Are the classes undergoing concept drift? How costly are false positives and
false negatives?

This is simply another example of a trend that has been driving computers, and
technology in general, since at least the industrial revolution:
_abstraction_. Although abstracting away the complex to present an easy-to-use
and universally accessible interface has been going on since before computers
were even invented, this specific instance strikes me as radically different.
Microsoft could be enabling billions of people around the world to deploy
their own personal pseudo-AIs. Trying to decide what stocks to invest in?
Deploy an AI to crunch the numbers. Not sure whether that girl in your class
likes you? Ask an AI to assess the situation. Want to confirm if a country has
nuclear weapons? Analyse the media with an AI.

On the negative side I worry that too much abstraction could be wholly
misleading. After all, there are still many people who take everything said in
the media or on the internet at face value. What if the oracle is wrong in a
life-or-death situation? What if it's right in a malicious application? In
this age of big data and non-privacy, just how scary are the potential abuse
cases for a project like this? Moreover, will these pseudo-AIs just become
another source of lying statistics due to flawed assumptions and
implementation?

At the same time I look forward to increased adoption of computer decision
making. Implemented correctly, a computer algorithm comes closer to true
impartiality than most humans ever could. They do not get tired or distracted.
For example, I cannot wait for the day when cars are driven by computers.
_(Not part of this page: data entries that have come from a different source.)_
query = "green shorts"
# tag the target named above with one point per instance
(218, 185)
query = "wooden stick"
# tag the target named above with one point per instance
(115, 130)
I can speculate about the ethical and physical ramifications of personal AIs
until the sun blows up, but I think what's more important to consider is what
comes a few steps after this in the "evolution of Machine Learning".

What do we do when we reach the _singularity_?

We're getting closer and closer every year. I think it's time we move past
having theoretical discussions about it and actually start implementing some
preventive measures. Let's not be as unprepared for and passive towards this
issue as we were towards climate change. EMP bombs anyone?